While over 70% of U.S. companies offer corporate wellness programs, and benefits range from healthy snacks, quiet rooms for napping and meditation to paid spin classes, primary medical care and high-tech gyms, these programs have detractors and failures. Although the number of companies offering wellness benefits increases every year, there are roadblocks to advancing a program and gaining employee acceptance.

Read on to learn more about the most common negatives of implementing a corporate wellness initiative and mitigating them.

1. None of this interests me like it interests the company

Some benefit plans skew significantly towards cutting medical costs but not towards the true wellness plan goal: making employees happier and healthier. If the main idea is saving money on insurance while compelling employees to complete health assessments, lose weight, monitor their blood pressure and cholesterol and eat like rabbits, there's no long-term wellness benefit because there is no care and concern beyond mere numbers.

2. You can't pay me to do any of that

Financial incentives of cash or gift cards motivate employees' short-term participation in wellness programs. But the trade-off is short-lived. Instead of investing in programs, the money feeds the reward needs of those least likely to retain long-term benefits. When the payoffs end, these individuals drift back to their old habits.

3. Punishment is for kids

Negative incentives, such as the threat of paying higher insurance premiums for not participating, is not the motivational message that stirs staff to action. It may motivate them to take their knowledge and talent to another company.

4. The 80/20 rule rules

Known as the Pareto Principle, it applies to health care's cost factor: about 80% of employees drive 20% of healthcare costs.

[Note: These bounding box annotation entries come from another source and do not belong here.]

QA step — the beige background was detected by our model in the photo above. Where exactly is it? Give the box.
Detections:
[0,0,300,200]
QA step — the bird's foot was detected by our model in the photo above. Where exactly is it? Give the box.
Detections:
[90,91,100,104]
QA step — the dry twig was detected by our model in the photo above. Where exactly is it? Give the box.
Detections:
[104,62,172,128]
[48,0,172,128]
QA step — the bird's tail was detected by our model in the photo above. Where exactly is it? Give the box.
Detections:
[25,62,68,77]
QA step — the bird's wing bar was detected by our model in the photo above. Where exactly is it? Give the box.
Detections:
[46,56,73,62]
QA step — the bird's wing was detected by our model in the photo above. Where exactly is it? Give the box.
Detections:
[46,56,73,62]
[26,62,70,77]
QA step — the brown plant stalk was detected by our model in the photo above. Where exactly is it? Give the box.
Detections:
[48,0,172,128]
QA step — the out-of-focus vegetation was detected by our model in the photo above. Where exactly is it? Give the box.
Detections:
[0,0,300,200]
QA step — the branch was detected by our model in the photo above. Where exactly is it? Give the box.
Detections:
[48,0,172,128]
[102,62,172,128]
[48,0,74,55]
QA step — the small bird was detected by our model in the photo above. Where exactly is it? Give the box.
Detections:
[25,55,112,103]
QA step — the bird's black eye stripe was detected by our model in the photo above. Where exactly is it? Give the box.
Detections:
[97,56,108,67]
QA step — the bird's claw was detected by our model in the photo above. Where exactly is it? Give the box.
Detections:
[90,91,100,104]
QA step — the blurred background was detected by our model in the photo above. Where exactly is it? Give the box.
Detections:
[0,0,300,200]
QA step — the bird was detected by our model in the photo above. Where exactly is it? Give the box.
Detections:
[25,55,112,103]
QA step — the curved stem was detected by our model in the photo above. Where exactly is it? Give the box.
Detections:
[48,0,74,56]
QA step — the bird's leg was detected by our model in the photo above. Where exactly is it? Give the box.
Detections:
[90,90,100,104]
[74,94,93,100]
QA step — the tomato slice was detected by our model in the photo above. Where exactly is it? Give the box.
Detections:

These individuals are the ones less likely to need or want a wellness program; they're already active, healthy and knowledgeable about their lifestyle options. It's easier to focus wellness plans for those cooperative employees while ignoring the 1% costing the most in healthcare spending who need the most help.

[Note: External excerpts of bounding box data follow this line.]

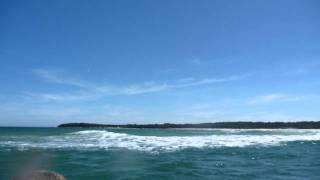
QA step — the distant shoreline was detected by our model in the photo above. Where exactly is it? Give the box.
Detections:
[57,121,320,129]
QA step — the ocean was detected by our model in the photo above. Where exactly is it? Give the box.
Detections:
[0,128,320,180]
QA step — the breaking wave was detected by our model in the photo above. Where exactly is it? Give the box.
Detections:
[0,130,320,152]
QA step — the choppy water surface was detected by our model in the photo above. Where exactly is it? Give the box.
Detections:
[0,128,320,179]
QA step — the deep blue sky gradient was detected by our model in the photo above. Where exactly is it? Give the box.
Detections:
[0,0,320,126]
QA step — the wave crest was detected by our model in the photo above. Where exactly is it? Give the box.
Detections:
[0,130,320,152]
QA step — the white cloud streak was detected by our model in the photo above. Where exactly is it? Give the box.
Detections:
[30,69,247,102]
[248,93,305,105]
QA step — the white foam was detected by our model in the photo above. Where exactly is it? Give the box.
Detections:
[0,130,320,152]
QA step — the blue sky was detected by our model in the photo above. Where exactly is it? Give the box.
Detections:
[0,0,320,126]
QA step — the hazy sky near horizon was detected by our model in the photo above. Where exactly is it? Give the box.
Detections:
[0,0,320,126]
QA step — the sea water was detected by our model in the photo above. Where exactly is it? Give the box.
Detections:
[0,128,320,180]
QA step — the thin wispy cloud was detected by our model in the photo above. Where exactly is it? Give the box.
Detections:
[188,58,204,65]
[248,93,305,104]
[27,69,247,101]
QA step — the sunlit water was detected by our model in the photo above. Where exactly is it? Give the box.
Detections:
[0,128,320,179]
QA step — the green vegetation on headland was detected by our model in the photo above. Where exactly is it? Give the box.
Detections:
[58,121,320,129]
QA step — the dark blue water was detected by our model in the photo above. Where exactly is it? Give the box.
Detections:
[0,128,320,180]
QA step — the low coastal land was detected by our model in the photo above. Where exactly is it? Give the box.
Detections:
[58,121,320,129]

5. It takes too much of my free time

Wellness programs offered at inconvenient times and locations offer the on-the-fence employees two more reasons to just say no to a healthier lifestyle. It's one thing to bring the incentives; it's another step to make them work in real life.

6. It's because I'm fat (or I smoke, or I don't exercise), right?

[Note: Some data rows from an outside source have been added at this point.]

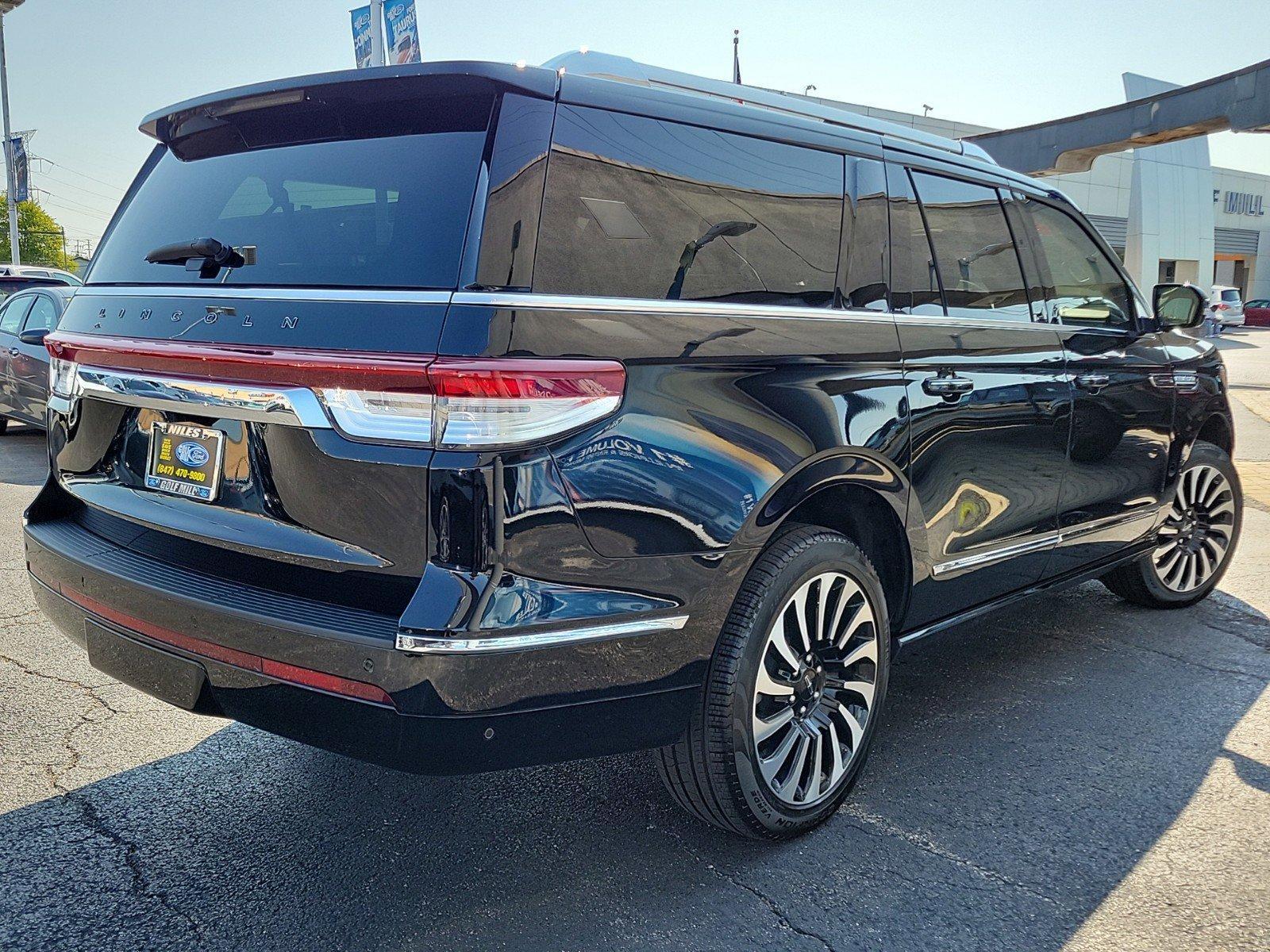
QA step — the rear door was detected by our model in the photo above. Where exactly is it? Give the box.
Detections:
[1011,195,1173,575]
[0,294,32,416]
[887,163,1069,627]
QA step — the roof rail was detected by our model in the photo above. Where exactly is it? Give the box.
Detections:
[542,49,995,165]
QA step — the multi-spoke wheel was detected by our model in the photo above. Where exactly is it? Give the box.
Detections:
[1103,443,1243,608]
[1151,465,1234,592]
[752,571,878,808]
[658,527,891,838]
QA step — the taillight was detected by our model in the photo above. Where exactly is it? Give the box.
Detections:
[318,358,626,449]
[46,332,626,449]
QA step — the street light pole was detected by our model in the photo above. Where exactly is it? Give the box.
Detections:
[371,0,389,66]
[0,0,21,264]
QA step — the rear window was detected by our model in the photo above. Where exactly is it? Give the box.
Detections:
[91,110,487,288]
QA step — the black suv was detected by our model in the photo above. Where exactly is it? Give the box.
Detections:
[25,63,1241,836]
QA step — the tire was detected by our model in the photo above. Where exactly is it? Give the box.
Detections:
[1103,442,1243,608]
[656,527,891,839]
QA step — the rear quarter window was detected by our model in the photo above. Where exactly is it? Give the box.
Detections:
[533,106,843,306]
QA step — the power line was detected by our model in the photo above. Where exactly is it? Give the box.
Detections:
[40,171,119,203]
[33,156,127,194]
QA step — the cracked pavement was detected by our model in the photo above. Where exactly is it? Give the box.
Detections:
[0,332,1270,952]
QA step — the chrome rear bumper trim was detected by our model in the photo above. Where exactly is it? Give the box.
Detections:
[64,366,332,429]
[396,614,688,655]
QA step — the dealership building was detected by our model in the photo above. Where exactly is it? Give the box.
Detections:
[786,74,1270,301]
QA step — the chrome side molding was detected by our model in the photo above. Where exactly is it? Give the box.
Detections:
[396,614,688,655]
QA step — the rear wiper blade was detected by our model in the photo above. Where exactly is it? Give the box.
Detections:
[146,239,256,278]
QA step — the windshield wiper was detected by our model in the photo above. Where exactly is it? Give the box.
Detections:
[146,239,256,278]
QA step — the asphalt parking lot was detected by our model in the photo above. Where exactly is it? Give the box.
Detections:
[0,330,1270,950]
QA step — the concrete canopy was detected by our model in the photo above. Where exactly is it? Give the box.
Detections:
[967,60,1270,175]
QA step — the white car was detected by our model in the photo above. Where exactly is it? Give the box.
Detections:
[1209,284,1243,328]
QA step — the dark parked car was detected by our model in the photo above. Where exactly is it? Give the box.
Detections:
[1243,297,1270,328]
[25,63,1241,836]
[0,284,75,434]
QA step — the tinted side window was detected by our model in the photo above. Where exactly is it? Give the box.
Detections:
[476,93,555,288]
[23,294,57,330]
[838,155,889,311]
[0,296,30,334]
[1018,199,1133,328]
[533,106,843,306]
[913,173,1031,321]
[887,165,944,315]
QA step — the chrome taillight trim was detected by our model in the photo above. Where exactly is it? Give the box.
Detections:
[55,366,332,429]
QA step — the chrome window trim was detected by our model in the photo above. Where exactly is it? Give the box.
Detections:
[396,614,688,655]
[76,284,453,305]
[63,364,332,429]
[453,290,1054,330]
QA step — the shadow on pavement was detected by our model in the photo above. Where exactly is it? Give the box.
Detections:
[0,586,1270,950]
[0,432,48,486]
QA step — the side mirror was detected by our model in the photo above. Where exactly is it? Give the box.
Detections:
[17,328,48,347]
[1151,284,1208,328]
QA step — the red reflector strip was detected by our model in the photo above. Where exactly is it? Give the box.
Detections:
[61,588,394,707]
[428,357,626,400]
[44,332,433,392]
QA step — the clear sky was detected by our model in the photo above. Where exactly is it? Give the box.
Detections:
[5,0,1270,251]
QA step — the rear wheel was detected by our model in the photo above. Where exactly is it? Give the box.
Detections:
[1103,443,1243,608]
[658,527,891,839]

Wellness programs promote across-the-board, long-term lifestyle changes and creating new habits to gradually supplant old ones. Losing a few pounds or patching up to quit smoking for a few weeks isn't a lifetime commitment if the habits leading to the unhealthy lifestyle creep right back. It is essential to develop and implement long-term programs.

7. Top management does not care about our health

The disconnect between the CEO and line staff is apparent when the corporate wellness package is foisted on employees, while photos of the obese, cigar-chomping owner appear in every public space, media handout and local newspaper story. The notion of "if it's good enough for me, it should be good enough for everyone" breeds a certain expectation and if unmet, considerable resentment and eventual participant dropouts.

8. You're telling me, not asking me

Employee input is vital to the wellness program's success. Use written surveys and focus groups and discover what staff want. Managers may love a gym, sauna and organic food-only cafeteria, while employees favor paid time off to compete in running or triathlon events, sessions with a nutritionist and yoga classes.

Healthy habits develop in a supportive environment. Encourage employees to work their lifestyle changes like any other work-related project; as a team, setting goals, meeting challenges and considering failure as a chance to regroup and retry from a different point of view.